Dalam pandangan ulama yang menyatakan bulu anjing sebagai najis, mereka mengaitkannya dengan konsep najis basah (najis mutawassithah). Najis basah adalah benda yang basah dan dapat menyebabkan noda atau mencemari ketika bersentuhan dengan benda lain. Oleh karena itu, berdasarkan pendapat ini, bulu anjing dianggap najis karena dapat mencemari benda-benda yang bersentuhan dengannya.

Pendapat yang Menyatakan Bulu Anjing Tidak Najis

Di sisi lain, ada juga ulama yang berpendapat bahwa bulu anjing tidak termasuk najis. Pendapat ini didasarkan pada dalil-dalil yang menunjukkan bahwa bulu anjing bukanlah sesuatu yang najis dalam pengertian sebenarnya.

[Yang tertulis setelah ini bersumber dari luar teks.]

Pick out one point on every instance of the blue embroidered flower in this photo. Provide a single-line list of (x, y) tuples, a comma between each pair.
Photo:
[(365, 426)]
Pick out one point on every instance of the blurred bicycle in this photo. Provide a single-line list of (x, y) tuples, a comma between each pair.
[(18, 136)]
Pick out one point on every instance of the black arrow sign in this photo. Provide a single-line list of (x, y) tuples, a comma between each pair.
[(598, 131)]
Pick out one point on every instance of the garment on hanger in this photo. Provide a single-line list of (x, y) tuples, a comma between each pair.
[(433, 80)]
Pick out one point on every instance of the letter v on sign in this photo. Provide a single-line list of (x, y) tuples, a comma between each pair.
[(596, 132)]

Salah satu dalil yang sering dikutip adalah hadis yang diriwayatkan oleh Imam Bukhari dan Imam Muslim. Dalam hadis tersebut, Nabi Muhammad Shallallahu ‘Alaihi Wasallam memerintahkan untuk membersihkan wadah yang terkena air liur anjing dengan membasuhnya tujuh kali, dan yang kedelapan menggunakan tanah sebagai pembersihnya. Hal ini menunjukkan bahwa air liur anjing dapat mencemari, sedangkan bulu anjing tidak disebutkan sebagai najis.

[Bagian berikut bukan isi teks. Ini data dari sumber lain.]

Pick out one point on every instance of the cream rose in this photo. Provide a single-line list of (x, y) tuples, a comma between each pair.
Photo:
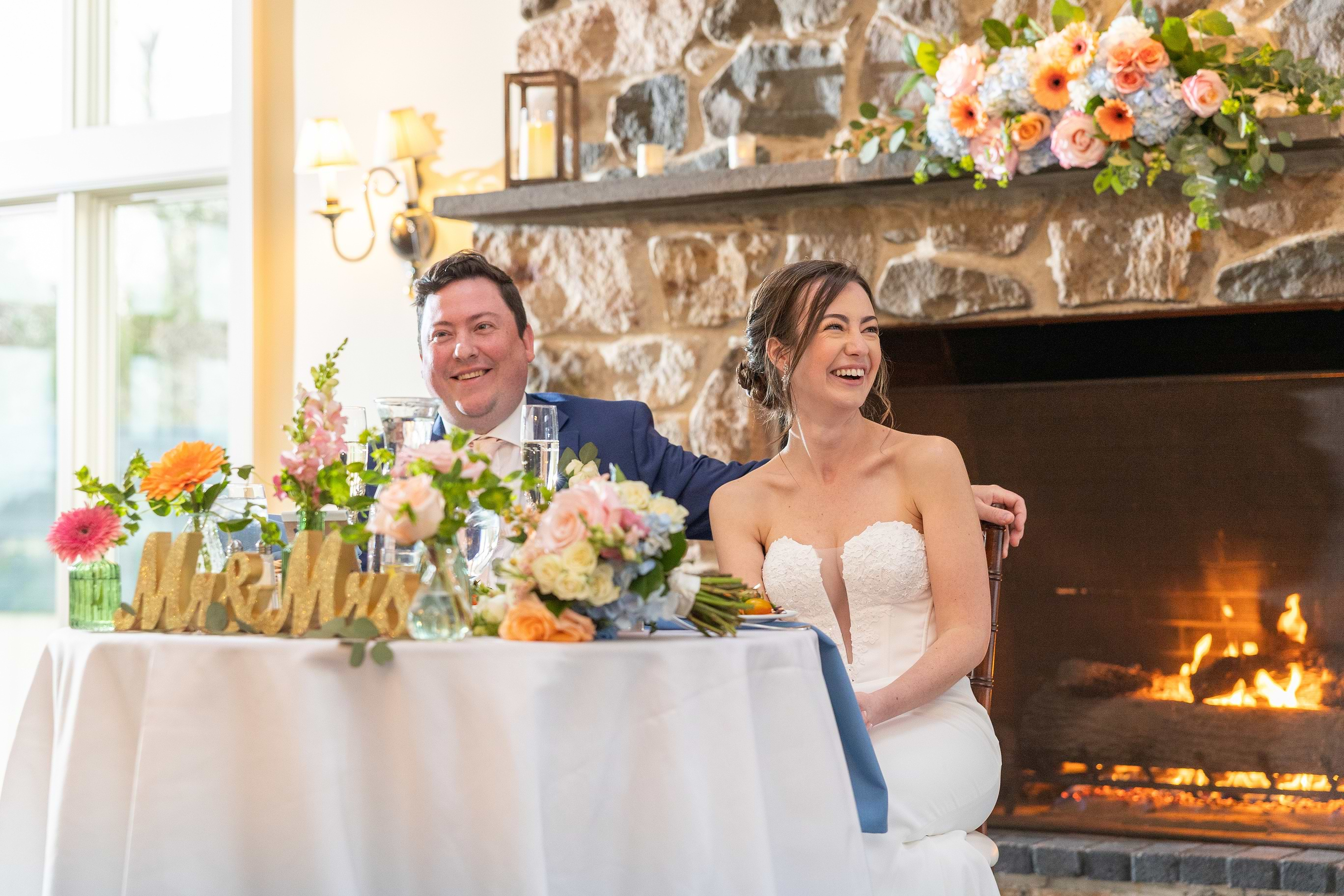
[(408, 511), (961, 72), (527, 620), (547, 570), (1074, 141), (635, 495), (1204, 93), (570, 586), (580, 558)]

Selain itu, ada juga pendapat bahwa hadis yang melarang menyentuh anjing harus ditafsirkan secara kontekstual, terutama mengingat bahwa di dalam hadis lain, Nabi Muhammad Shallallahu ‘Alaihi Wasallam memberikan izin untuk memelihara anjing sebagai penjaga dan pemburu.

Kesimpulan

Dalam masalah apakah bulu anjing termasuk najis atau tidak menurut Islam, terdapat perbedaan pendapat di antara ulama. Beberapa ulama berpendapat bahwa bulu anjing termasuk najis, sementara yang lain berpendapat sebaliknya. Perbedaan pendapat ini didasarkan pada penafsiran mereka terhadap dalil-dalil yang ada.

Dalam menjalankan agama, penting bagi setiap individu untuk mengikuti pandangan ulama yang mereka yakini sebagai otoritas keagamaan. Jika seseorang percaya bahwa bulu anjing adalah najis, mereka harus memperhatikan aturan kebersihan yang ditetapkan dalam agama Islam. Sebaliknya, bagi yang berpendapat sebaliknya, mereka dapat memilih untuk tidak menganggap bulu anjing sebagai najis.

Namun, yang perlu ditekankan adalah pentingnya menjaga kebersihan secara umum dan melaksanakan tuntunan agama dengan penuh keyakinan dan keikhlasan. Islam mengajarkan pentingnya menjaga kebersihan baik fisik maupun spiritual, sehingga kita dapat hidup dalam kesucian dan kesejahteraan.

Referensi:

  1. Sahih Muslim, Kitab al-Taharah.
  2. Sahih Bukhari, Kitab al-Taharah.
  3. Abdul Karim Zaidan, “Bulu Anjing dalam Perspektif Syari’at Islam” (Artikel Online).
  4. Dr. Wahbah al-Zuhayli, “Fiqih Islam wa Adillatuhu” (Jilid 1).